"Nie żyje", no idioma polaco a expressão quer dizer que a pessoa faleceu. E foi isso que aconteceu nesta quarta-feira, dia 27 de março, em Cracóvia. A cientista Anita Dolly Panek deixou este plano de vida.
Polaca de origem judaica asquenaze, Anita Haubenstock, nasceu em Cracóvia em 1.º de setembro de 1930. Viveu no Brasil desde 1940, quando não pode voltar para Cracóvia por causa da Segunda Guerra Mundial.
Ela e seus pais estavam na França, iriam retornar para a ulica (rua) Batorego, n.º 17, no centro histórico de Cracóvia, no dia 1.º de setembro.
Seus pais, Emil e Waleria Regina devido a esta decisão forçada, abandonaram todos seus bens e pertences, na Polônia.
Os familiares que não viajaram para a França com a menina Anita, Emil e Waleria foram aprisionados nos Campos de Concentração e Extermínio Alemão, nas cidades de Oświęcin e Brzezinka, os famosos Auschwitz e Birkenau. Uma dessas pessoas era a avó materna, Franciszka.
Aquela situação era desesperadora, as notícias de bombardeios e escaramuças de guerra na terra natal, imobilizava-os. Para piorar ainda mais a situação foram forçados a fugirem dali, em junho de 1940, quando os alemães tomaram Paris e os franceses capitularam.
A família de polacos de origem judaica não tinha mais abrigo naquele mundo enfurecido pelo ódio humanitário. Os Haubenstock fugiram à noite, a pé, pela fronteira com a Espanha.

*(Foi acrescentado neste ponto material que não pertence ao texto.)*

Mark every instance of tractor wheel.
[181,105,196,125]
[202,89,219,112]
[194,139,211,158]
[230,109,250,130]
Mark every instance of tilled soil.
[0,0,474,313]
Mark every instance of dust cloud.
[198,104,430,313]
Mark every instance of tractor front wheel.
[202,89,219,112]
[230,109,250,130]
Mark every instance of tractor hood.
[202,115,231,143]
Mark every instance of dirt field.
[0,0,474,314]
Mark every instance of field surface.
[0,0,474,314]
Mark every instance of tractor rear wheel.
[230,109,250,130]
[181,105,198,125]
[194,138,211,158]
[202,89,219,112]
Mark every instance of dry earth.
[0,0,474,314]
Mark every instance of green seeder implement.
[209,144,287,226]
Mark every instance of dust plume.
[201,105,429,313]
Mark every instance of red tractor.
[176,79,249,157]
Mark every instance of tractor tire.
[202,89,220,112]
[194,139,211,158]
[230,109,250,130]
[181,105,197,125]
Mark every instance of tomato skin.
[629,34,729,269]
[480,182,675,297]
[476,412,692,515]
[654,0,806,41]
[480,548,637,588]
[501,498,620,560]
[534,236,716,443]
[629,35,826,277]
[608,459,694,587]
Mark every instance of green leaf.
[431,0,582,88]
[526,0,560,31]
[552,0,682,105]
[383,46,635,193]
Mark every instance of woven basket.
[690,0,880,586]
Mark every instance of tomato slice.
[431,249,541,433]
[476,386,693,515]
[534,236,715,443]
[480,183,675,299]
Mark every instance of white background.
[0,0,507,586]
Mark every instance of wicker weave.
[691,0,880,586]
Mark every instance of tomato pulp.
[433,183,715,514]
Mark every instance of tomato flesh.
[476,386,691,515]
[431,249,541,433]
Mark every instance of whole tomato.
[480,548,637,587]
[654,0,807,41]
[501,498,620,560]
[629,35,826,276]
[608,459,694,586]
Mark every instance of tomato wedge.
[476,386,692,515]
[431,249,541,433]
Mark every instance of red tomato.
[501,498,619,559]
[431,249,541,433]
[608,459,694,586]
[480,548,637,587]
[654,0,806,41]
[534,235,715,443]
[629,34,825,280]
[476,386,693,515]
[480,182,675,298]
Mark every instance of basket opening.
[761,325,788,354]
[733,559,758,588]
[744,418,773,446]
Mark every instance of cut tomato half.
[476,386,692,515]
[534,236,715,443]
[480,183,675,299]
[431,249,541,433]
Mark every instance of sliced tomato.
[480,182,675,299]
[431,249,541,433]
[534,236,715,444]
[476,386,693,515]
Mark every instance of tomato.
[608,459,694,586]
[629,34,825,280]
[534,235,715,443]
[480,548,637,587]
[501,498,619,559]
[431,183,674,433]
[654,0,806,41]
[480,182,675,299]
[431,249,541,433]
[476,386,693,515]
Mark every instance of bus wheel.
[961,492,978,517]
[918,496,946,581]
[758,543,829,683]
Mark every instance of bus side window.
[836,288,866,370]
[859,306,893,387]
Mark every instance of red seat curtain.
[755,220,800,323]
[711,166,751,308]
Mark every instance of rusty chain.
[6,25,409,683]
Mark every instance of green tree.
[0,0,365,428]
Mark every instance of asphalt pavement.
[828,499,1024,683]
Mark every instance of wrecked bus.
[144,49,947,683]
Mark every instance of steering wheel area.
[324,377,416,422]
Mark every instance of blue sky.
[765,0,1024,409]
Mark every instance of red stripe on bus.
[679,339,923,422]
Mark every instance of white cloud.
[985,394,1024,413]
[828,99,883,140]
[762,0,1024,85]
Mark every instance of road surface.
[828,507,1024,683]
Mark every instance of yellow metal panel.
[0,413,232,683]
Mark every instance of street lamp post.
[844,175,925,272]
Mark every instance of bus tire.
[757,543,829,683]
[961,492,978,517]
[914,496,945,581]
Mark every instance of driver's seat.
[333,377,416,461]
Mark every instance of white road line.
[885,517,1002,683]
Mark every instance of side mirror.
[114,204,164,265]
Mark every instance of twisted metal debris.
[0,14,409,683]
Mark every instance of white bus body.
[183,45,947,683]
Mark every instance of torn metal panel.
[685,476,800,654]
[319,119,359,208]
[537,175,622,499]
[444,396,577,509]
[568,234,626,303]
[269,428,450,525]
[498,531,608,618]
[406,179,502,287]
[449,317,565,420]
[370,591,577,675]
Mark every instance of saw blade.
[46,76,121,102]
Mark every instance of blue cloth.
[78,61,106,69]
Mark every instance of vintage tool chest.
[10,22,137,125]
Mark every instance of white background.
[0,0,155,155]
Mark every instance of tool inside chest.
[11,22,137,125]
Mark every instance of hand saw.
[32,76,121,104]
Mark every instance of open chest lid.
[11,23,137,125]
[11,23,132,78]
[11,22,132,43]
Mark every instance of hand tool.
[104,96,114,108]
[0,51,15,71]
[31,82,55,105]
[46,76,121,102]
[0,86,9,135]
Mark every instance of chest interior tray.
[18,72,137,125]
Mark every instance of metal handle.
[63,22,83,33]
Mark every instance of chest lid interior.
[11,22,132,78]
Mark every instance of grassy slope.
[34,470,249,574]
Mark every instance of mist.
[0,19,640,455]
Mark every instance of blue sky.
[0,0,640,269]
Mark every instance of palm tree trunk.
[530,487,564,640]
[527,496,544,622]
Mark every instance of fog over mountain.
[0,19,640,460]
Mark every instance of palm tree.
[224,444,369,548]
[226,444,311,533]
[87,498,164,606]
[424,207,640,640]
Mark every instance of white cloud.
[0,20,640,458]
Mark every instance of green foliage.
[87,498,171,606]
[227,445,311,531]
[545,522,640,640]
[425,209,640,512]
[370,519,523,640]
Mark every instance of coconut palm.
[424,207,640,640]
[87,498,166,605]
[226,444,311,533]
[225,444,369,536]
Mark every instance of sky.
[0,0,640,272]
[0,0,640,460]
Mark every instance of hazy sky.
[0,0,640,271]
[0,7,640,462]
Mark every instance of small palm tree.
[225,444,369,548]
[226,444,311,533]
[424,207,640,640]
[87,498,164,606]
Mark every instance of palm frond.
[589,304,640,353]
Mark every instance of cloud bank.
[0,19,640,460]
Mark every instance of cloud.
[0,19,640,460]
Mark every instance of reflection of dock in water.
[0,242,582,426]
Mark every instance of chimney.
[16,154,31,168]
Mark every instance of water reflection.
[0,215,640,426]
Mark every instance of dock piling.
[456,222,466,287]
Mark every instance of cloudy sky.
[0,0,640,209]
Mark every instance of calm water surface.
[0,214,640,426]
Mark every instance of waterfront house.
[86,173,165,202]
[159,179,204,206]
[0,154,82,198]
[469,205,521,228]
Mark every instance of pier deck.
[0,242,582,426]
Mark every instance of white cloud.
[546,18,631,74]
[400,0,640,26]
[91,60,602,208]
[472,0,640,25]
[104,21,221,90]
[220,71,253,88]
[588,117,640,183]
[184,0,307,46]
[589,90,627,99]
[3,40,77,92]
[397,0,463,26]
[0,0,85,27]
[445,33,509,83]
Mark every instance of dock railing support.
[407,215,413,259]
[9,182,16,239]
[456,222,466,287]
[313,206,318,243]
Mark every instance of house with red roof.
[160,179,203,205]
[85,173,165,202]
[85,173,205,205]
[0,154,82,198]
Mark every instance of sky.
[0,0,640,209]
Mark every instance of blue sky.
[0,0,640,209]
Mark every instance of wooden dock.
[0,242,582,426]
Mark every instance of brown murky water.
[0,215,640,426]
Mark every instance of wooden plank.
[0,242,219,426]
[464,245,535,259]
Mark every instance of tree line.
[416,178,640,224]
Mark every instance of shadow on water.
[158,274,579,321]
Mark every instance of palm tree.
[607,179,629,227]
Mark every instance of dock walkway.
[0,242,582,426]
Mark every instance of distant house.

O dinheiro tinha acabado e as joias ficaram em Cracóvia.
Afinal, seriam apenas uns dias de descanso nas praias francesas.
Quem pensaria que o mundo estaria em guerra alguns dias depois
e que o alvo principal dos nazistas, naqueles primeiros momentos, era justo a Polônia?
Quando tentavam conseguir visto de saída, os Haubenstock souberam que a quota para judeus emigrarem aos Estados Unidos estava esgotada. As únicas possibilidades eram Haiti e Brasil.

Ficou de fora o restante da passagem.